There is no face of Doctor Who. No Doctor should ever be placed above all the others. So basically what I’m gathering from this, is that out of Doctor Who’s rich and deep fifty year history, it all comes down to Ten?
Ten’s already on a high pedestal, getting way too much credit as it is. This would just send it over the top.
It’s actually in reference to the episode “Fear Her”, when the Doctor lit the Olympic torch as a way to help the Isolus leave the Earth and find its sisters and brothers in space. The episode was set during the 2012 Olympics. :) It’s not so much as “Ten is better than all the other Doctors”, but it does take off from something that actually happened in the TV series.
But there are people out there who genuinely want this to happen. Who want to see Ten carry the Olympic torch in real life.
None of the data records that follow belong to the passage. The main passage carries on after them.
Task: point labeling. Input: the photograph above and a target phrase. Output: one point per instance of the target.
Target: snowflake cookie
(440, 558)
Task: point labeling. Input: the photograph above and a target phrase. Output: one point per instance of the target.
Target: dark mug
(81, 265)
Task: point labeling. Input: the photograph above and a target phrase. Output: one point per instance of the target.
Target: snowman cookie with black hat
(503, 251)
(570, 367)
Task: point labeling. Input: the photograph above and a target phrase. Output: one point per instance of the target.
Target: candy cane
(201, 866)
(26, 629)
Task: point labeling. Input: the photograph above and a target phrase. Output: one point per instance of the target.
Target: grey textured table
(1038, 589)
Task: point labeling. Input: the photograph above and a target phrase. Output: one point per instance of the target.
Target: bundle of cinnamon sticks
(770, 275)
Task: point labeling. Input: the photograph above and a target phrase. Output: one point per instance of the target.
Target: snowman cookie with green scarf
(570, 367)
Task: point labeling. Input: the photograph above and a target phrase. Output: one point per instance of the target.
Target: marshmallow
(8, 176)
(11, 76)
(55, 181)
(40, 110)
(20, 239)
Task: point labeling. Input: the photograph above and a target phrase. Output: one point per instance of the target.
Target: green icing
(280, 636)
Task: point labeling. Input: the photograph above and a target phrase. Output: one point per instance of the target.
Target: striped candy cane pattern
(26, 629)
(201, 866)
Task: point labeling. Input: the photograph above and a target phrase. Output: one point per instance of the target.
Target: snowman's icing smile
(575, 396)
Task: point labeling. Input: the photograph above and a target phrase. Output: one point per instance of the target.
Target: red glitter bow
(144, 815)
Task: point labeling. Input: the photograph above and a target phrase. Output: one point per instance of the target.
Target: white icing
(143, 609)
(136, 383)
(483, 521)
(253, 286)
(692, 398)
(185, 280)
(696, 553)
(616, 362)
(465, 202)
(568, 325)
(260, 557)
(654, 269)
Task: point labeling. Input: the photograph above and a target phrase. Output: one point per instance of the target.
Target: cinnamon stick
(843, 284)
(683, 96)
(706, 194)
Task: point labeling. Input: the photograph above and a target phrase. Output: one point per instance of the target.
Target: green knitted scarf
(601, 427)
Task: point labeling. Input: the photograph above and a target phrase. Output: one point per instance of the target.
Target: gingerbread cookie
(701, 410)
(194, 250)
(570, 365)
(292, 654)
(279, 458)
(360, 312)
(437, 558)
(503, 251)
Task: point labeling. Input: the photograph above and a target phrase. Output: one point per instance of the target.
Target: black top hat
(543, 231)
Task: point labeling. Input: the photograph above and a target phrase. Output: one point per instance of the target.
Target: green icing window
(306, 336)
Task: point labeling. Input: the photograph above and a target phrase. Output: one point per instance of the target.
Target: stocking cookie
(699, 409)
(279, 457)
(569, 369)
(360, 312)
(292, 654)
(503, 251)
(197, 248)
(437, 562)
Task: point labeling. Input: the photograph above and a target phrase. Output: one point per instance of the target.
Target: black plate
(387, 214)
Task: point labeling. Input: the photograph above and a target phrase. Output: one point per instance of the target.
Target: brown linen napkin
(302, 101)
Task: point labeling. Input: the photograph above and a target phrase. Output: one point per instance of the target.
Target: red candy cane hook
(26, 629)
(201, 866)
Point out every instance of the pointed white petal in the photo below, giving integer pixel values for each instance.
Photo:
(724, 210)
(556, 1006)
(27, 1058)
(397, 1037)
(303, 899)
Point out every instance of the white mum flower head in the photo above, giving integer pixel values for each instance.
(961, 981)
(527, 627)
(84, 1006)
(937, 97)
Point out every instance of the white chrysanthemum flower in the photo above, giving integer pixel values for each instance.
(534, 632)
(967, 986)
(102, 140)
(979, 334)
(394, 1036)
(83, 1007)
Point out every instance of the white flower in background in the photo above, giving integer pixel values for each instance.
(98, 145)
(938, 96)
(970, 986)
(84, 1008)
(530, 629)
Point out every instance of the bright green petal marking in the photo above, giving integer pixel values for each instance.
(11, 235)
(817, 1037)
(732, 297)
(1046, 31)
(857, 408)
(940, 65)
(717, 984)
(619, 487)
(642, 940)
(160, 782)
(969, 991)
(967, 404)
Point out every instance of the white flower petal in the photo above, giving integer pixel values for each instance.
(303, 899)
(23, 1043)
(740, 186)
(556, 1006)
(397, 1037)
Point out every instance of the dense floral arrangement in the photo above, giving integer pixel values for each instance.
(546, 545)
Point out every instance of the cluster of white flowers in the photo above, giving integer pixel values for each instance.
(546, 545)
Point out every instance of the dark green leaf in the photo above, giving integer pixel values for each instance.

It’s just a case of reality and fandom overlapping, really. As a Whovian, I would find it HILARIOUS if it happens because it’s a cheeky nod to fandom and DW canon, and just sheer awesomeness. I don’t see the harm in it, it’s just a bunch of fans who are having a bit of fun, and I acknowledge that David Tennant is probably the most popular of all the New!Who Doctors, in quite possibly the same way that Tom Baker was one of the most popular, if not the most popular, incarnation of the Doctor before 2005.
Is Tennant MY Doctor? No. But that doesn’t mean that I won’t acknowledge him, his turn as the Doctor in the series, and what he brought to the role - in the same way that I would acknowledge Matt Smith, or Paul McGann, etc. It just so happens he had an episode set in the 2012 Olympics, and to ignore that connection is like saying that the Doctor and Rose never visited Cardiff in 1896 (I can’t remember the actual year, correct me if I’m wrong) or World War 2. Part of the charm of Doctor Who is its liminality, and its ability to say, “Hey, the Doctor visited us in the past and in the future.” It just so happens that the future is now or present, unlike when the episode aired in 2006.